I'm trying to dive into K8s networking model and I think I have a pretty good understanding of it so far, but there is one thing that I can't get my head around. In the Cluster Networking guide, the following is mentioned:
Kubernetes imposes the following fundamental requirements on any networking implementation (barring any intentional network segmentation policies):
- all containers can communicate with all other containers without NAT
- all nodes can communicate with all containers (and vice-versa) without NAT
- the IP that a container sees itself as is the same IP that others see it as
The second bullet point specifies that x-node container communication should be possible without NAT. This is however not true when kube-proxy runs in iptables
mode. This is the dump of the iptables from one of my nodes:
Chain POSTROUTING (policy ACCEPT)
target prot opt source destination
KUBE-POSTROUTING all -- anywhere anywhere /* kubernetes postrouting rules */
Chain KUBE-POSTROUTING (1 references)
target prot opt source destination
MASQUERADE all -- anywhere anywhere /* kubernetes service traffic requiring SNAT */ mark match 0x4000/0x4000
/* sample target pod chain being marked for MASQ */
Chain KUBE-SEP-2BKJZA32HM354D5U (1 references)

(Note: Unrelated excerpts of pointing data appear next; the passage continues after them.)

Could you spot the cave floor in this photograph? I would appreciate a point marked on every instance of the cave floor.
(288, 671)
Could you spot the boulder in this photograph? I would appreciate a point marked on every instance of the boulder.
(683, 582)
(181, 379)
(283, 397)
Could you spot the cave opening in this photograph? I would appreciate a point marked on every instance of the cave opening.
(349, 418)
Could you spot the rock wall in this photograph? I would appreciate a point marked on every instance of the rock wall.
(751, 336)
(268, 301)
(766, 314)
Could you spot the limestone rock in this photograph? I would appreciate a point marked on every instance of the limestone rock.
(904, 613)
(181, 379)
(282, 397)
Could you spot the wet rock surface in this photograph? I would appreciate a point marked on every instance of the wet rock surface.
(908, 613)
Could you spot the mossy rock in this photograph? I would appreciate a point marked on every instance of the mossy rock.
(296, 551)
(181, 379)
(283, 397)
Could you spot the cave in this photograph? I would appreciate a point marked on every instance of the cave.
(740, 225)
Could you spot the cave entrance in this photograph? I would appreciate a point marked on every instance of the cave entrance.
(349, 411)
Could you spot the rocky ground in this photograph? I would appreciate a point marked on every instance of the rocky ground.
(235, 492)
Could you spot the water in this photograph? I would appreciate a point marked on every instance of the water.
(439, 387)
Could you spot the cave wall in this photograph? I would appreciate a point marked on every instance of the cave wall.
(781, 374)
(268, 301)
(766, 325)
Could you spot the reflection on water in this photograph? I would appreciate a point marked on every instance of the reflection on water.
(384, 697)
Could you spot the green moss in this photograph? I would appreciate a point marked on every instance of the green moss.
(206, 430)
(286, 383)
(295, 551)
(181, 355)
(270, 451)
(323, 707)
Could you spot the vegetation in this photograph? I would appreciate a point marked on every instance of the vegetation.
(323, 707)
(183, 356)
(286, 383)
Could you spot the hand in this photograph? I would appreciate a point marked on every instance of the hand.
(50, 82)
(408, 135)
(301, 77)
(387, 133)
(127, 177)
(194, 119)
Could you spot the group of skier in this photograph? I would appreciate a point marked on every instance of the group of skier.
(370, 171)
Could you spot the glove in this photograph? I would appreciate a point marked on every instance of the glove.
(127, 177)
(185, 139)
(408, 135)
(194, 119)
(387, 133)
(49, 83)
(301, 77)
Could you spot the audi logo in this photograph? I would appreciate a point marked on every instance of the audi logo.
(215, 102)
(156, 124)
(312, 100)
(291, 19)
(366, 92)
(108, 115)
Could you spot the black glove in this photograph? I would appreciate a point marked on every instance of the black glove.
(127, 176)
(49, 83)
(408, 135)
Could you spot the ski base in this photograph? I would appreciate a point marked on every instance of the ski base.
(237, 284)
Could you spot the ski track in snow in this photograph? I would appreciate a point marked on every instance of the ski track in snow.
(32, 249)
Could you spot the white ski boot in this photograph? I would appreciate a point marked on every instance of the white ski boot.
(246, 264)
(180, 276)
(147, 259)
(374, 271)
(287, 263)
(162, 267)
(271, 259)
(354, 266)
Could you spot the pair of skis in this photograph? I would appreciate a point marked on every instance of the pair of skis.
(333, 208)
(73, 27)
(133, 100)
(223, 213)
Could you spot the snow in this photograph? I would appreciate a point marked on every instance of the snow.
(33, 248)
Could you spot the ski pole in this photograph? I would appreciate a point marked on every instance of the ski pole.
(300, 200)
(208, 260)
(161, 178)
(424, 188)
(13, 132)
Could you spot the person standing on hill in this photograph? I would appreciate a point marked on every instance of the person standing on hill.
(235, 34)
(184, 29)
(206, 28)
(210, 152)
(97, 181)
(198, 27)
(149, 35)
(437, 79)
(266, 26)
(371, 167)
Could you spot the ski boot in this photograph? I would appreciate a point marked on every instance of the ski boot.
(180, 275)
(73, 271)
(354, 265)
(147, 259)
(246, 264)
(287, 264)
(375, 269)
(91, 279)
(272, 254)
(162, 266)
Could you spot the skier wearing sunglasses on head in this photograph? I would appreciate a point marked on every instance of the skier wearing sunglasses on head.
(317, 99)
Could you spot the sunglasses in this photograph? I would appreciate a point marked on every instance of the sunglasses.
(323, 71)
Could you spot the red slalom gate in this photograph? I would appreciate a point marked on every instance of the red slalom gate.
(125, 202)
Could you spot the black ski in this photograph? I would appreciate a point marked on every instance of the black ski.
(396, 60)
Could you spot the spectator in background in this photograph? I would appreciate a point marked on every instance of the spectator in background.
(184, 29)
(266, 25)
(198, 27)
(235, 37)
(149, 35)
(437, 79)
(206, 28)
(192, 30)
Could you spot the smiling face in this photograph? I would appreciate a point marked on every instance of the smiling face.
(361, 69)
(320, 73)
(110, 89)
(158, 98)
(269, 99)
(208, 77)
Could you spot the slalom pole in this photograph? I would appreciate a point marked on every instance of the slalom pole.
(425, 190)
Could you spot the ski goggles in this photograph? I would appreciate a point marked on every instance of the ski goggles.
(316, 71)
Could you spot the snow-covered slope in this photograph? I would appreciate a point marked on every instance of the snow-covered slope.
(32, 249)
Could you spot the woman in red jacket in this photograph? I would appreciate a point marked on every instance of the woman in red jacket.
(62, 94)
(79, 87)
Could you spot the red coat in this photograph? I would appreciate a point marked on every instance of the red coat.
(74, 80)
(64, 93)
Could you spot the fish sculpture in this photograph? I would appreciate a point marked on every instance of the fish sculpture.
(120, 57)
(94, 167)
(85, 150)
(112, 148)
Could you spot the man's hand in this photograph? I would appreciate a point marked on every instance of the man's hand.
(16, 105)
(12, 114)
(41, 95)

target prot opt source destination
KUBE-MARK-MASQ all -- xx.yyy.zzz.109 anywhere /* kube-system/heapster: */
DNAT tcp -- anywhere anywhere /* kube-system/heapster: */ tcp to:xx.yyy.zzz.109:8082
Chain KUBE-MARK-MASQ (156 references)
target prot opt source destination
MARK all -- anywhere anywhere MARK or 0x4000
Looks like K8s is changing the source IP of marked outbound packets to the node's IP (for a ClusterIP service). And they even explicitly mention this in Source IP for Services with Type=ClusterIP:
Packets sent to ClusterIP from within the cluster are never source NAT’d if you’re running kube-proxy in iptables mode, which is the default since Kubernetes 1.2. If the client pod and server pod are in the same node, the client_address is the client pod’s IP address. However, if the client pod and server pod are in different nodes, the client_address is the client pod’s node flannel IP address.
This starts by saying packets within the cluster are never SNAT'd but then proceedes to say packages sent to pods in other nodes are in fact SNAT'd. I'm confused about this - am I misinterpreting the all nodes can communicate with all containers (and vice-versa) without NAT requirement somehow?